[time-nuts] looking for SMT oscillator SC cut, with no oven

Mike Garvey r3m1g4 at verizon.net
Wed Aug 26 22:18:26 EDT 2015


You might start with Leeson's equation to calculate the resonator Q that you
need to get the phase noise you desire.  Overtone resonators have higher Q,
but they are too "stiff" to keep on frequency (with a reactive tuning
network) under conditions in which the resonator is exposed to any practical
range of (ambient) temperatures.  Said another way, to get the phase noise
you desire, you may need a Q that can only be achieved with an overtone
resonator that cannot be brought/kept on frequency except by keeping its
temperature stable (which needs to be above any expected ambient).

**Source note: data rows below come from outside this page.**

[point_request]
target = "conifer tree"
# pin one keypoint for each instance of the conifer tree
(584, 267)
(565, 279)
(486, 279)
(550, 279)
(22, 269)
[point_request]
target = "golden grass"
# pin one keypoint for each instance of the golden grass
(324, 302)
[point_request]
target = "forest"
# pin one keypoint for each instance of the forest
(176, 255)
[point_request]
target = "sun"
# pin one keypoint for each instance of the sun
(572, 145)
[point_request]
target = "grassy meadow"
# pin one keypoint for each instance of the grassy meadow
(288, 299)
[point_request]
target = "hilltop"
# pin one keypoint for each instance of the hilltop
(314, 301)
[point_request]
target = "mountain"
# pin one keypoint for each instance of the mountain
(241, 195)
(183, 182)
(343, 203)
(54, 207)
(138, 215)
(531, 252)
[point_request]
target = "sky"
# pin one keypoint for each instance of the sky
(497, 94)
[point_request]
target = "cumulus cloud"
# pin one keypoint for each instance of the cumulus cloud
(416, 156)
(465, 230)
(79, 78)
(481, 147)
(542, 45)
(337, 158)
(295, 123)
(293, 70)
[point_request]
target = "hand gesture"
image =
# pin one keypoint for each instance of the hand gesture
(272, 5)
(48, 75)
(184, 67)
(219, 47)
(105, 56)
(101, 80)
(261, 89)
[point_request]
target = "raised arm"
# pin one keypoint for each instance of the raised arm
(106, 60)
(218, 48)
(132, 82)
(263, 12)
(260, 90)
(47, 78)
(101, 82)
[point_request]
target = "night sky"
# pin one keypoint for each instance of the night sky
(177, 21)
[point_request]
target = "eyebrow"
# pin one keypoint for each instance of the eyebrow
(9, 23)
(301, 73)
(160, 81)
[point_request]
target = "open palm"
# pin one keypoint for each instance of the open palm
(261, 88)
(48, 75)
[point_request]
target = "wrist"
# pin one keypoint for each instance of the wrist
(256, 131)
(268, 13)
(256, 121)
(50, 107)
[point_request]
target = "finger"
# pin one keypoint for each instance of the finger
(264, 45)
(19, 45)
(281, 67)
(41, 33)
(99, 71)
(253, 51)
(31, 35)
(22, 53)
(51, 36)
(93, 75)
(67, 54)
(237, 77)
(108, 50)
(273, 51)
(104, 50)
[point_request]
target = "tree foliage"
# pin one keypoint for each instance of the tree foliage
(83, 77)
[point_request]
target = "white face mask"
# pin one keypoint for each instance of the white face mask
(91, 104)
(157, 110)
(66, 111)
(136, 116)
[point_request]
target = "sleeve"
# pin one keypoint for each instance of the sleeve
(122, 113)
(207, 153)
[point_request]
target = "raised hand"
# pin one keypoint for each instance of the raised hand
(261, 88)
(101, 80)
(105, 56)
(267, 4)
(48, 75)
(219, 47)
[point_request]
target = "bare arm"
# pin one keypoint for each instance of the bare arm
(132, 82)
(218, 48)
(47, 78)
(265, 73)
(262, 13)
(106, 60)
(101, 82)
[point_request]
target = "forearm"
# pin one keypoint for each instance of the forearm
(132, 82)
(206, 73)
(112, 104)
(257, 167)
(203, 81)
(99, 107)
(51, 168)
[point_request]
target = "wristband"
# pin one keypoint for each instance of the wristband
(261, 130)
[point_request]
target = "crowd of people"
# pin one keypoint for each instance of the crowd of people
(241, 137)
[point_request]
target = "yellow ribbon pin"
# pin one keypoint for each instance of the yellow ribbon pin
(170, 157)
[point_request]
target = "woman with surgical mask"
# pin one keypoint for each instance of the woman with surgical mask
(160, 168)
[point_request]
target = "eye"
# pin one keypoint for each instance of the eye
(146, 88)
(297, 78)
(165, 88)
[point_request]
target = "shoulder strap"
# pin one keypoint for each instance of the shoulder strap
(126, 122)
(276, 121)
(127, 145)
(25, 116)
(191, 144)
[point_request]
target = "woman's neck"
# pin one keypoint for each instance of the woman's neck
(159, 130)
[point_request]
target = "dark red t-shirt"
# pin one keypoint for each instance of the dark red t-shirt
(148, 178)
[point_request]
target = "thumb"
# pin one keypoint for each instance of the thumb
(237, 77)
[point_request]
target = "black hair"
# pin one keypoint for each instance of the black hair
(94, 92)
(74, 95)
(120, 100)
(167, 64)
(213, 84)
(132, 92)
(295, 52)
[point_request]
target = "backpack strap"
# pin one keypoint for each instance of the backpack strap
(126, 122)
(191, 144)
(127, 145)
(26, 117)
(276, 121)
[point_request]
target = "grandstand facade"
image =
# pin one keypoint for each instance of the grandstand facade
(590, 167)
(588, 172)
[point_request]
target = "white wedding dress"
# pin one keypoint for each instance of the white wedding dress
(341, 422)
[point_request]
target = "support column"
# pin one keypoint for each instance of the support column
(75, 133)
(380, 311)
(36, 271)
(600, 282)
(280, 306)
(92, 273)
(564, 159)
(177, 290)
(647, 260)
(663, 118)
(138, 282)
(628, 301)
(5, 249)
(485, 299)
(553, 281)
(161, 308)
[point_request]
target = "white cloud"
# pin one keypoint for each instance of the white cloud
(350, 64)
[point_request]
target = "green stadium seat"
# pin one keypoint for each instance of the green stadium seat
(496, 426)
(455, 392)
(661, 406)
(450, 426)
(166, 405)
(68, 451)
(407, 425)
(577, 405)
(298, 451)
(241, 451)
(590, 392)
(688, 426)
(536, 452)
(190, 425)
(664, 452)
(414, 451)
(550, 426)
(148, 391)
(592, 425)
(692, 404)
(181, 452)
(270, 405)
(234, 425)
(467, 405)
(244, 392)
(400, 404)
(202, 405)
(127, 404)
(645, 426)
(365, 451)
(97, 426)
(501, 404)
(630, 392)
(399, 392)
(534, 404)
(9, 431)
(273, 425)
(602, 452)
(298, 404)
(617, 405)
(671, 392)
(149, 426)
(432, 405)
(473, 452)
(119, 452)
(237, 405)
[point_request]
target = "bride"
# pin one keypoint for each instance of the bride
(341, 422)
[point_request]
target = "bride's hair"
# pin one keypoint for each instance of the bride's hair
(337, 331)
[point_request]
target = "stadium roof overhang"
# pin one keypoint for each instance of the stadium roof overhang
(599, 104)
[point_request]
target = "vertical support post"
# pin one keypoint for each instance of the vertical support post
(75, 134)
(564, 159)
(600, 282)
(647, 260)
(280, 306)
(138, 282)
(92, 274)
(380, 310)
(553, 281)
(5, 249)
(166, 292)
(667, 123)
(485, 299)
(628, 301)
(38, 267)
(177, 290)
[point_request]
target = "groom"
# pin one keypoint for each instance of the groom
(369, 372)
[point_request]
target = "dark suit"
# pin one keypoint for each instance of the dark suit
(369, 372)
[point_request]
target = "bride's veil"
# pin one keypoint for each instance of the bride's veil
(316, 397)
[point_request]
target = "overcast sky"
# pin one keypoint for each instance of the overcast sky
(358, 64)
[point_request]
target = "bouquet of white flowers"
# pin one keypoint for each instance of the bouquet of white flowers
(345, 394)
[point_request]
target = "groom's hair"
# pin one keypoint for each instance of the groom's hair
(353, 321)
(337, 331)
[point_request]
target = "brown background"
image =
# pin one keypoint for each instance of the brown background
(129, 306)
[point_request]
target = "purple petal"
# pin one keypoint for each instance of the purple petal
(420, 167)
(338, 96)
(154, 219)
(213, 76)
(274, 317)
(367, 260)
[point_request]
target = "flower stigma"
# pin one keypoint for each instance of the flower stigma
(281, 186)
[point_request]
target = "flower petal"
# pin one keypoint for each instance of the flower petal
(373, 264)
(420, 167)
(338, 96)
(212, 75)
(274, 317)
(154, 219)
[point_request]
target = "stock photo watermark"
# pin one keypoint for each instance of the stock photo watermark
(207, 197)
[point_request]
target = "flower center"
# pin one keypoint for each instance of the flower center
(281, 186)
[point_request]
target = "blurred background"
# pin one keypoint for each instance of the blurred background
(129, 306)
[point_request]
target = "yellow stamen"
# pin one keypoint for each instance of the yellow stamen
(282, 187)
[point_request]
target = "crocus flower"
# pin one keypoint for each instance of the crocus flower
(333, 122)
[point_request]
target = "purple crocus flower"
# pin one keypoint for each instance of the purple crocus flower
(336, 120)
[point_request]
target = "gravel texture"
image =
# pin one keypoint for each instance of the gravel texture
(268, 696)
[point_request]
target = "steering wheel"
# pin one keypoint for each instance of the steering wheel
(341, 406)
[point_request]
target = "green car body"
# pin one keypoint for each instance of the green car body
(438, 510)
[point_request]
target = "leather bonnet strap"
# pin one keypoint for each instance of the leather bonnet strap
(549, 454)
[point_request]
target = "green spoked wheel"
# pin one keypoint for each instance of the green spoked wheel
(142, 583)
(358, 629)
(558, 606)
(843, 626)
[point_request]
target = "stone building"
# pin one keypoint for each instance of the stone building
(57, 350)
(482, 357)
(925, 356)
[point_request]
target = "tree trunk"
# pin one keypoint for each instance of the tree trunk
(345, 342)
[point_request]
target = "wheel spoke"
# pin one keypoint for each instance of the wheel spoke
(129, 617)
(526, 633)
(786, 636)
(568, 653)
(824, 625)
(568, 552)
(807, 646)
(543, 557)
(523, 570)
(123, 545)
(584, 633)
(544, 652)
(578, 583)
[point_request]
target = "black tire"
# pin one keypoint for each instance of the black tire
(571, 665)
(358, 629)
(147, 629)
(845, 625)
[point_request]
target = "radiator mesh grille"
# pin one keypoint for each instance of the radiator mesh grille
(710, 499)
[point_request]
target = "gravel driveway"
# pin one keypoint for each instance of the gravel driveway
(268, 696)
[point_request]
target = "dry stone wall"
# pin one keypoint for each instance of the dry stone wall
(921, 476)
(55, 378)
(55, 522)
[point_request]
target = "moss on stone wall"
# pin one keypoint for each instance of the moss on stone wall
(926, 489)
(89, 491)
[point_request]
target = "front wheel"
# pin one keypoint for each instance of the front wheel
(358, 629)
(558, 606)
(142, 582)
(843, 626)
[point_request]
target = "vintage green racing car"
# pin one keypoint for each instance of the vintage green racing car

There is a lot of good material on this topic at
http://www.ieee-uffc.org/publications/books/index.asp 

If you can afford the complexity and power of synthesizing the desired
frequency (with a DDS, perhaps) from the overtone resonator you could absorb
the resonator inaccuracy with tuning commands that you send to the DDS.

Mike

-----Original Message-----
From: time-nuts [mailto:time-nuts-bounces at febo.com] On Behalf Of Jim Lux
Sent: Wednesday, August 26, 2015 2:24 PM
To: Discussion of precise time and frequency measurement
Subject: [time-nuts] looking for SMT oscillator SC cut, with no oven

For a project at work, I'm looking for a good close in phase noise
oscillator (better than -100dBc@ 10Hz, -120dBc would be nice) at 100 MHz in
a SMT form factor.  But it doesn't need good temperature stability. 
There's tons of SMT OCXOs out there with reasonably good performance, but
they draw "watts".  My application is actually quite temperature stable
already AND I have an external reference to measure against.

Most of the lower powered oscillator modules are TCXO, and have, maybe,
-80dBc at 10MHz.

I guess we could go to a discrete design with a crystal and amplifier, but a
little clock module would be a simpler solution.